In the 1960s, the city of Ventura, California converted a cemetery containing the graves of more than 3,000 local pioneers, Chumash Indians, and veterans, into a park. Gravestones were dumped in a canyon and along a river, and the few family members who knew of the move were able to re-inter their loved ones to a nearby cemetery.
Graves desecrated included those of several Civil War veterans, including Private James Sumner, who, in 1870, was awarded the Medal of Honor, the highest award given to members of the military by the U.S. Government "for conspicuous gallantry." Today the remains of 3,000 local citizens are below the grass of the "Cemetery Memorial Park."
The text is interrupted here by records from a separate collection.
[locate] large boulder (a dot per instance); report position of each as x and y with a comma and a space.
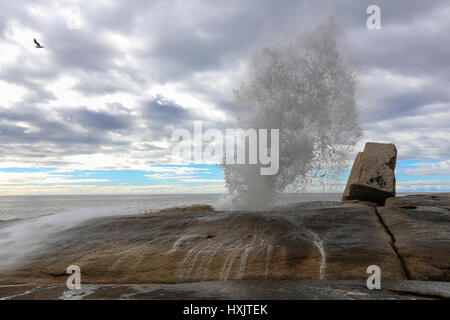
430, 199
372, 176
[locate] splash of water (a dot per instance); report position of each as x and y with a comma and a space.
302, 85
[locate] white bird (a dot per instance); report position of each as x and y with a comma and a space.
38, 45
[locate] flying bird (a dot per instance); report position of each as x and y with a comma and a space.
38, 45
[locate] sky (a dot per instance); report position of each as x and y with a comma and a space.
94, 110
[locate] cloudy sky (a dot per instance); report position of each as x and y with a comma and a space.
94, 110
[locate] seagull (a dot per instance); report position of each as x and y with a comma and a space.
38, 45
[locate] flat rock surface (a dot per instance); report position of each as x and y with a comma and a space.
245, 289
202, 245
433, 199
372, 176
422, 238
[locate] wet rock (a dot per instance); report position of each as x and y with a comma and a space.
422, 239
246, 290
372, 176
202, 245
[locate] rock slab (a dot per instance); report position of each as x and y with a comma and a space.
191, 246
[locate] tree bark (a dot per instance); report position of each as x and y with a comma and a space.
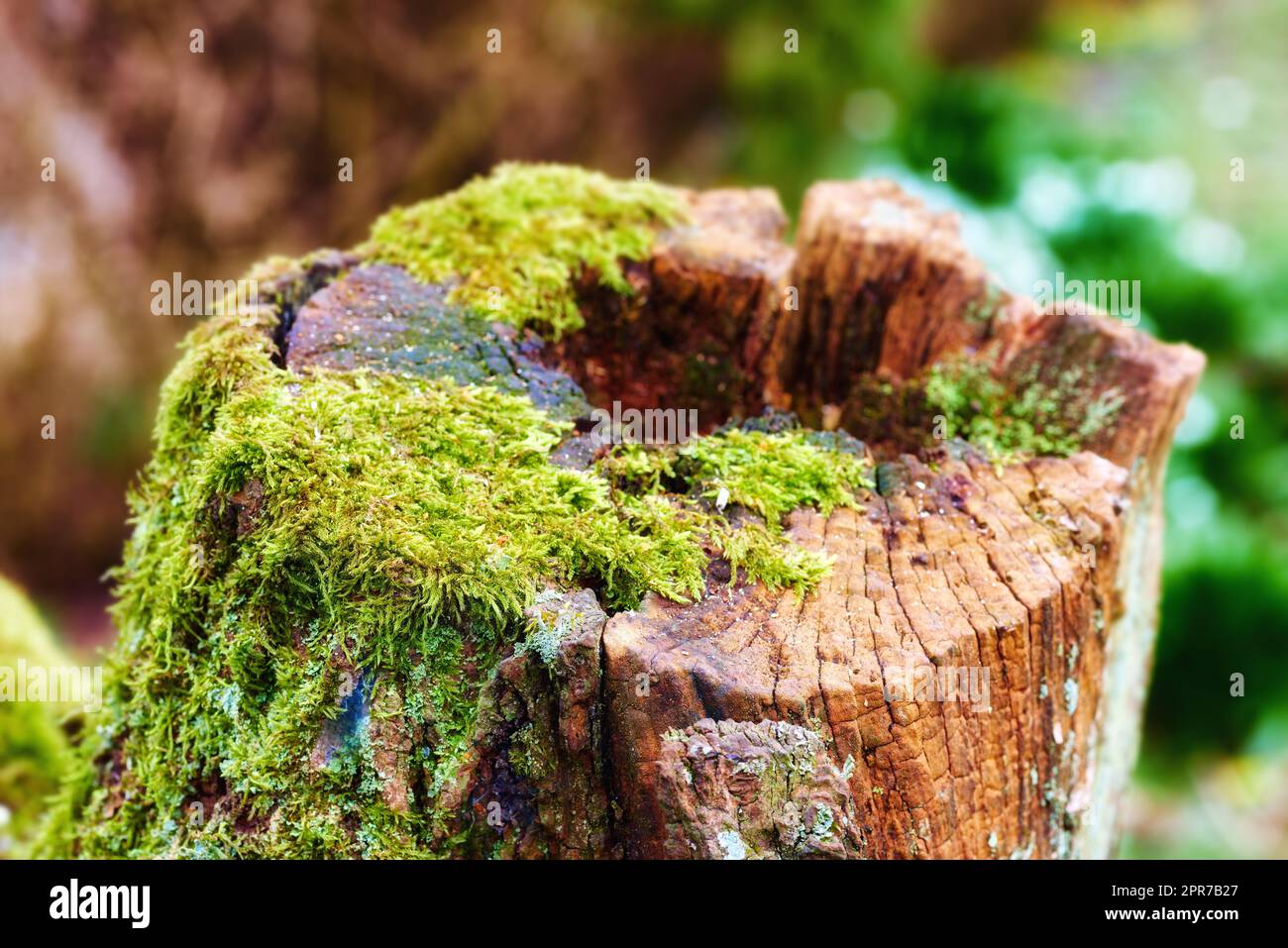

Although not designated as a dog park, Cemetery Memorial Park is utilized by local residents as a place where dogs run freely, as well as a park. A link to an article about the history of the park can be found at http://venturacounty.tribe.net/thread/026eebe5-29ca-4a11-a665-2964e61d8272
Today, retired Marine Sgt. Craig "Gunny" Donor has made it his mission to try to move the remains of Private Sumner to a national cemetery, more appropriate for the resting place of one who was awarded the Medal of Honor for his military service to the country. On October 18, the City Council of Ventura refused to allow Sgt. Donor to disinter Private Sumner's remains and arrange a proper burial. Details may be found at http://www.vcstar.com/news/2010/oct/18/soldiers-remains-will-stay-at-venturas-cemetery/
One of the reasons stated for the denial is that Sgt. Donor is not a descendant of Private Sumner, and therefore ineligible to seek the removal of Private Sumner's remains. Private Sumner was born in England and apparently left no descendants. No one has attempted to locate the soldier's family from England.
Remains of other holders of the Medal of Honor are buried in Arlington National Cemetery and in other cemeteries around the country where they are treated with honor and respect. Not so in Ventura where a Medal of Honor soldier lies in an unmarked grave.
My thanks to Pat Thomas for telling me about this sad story.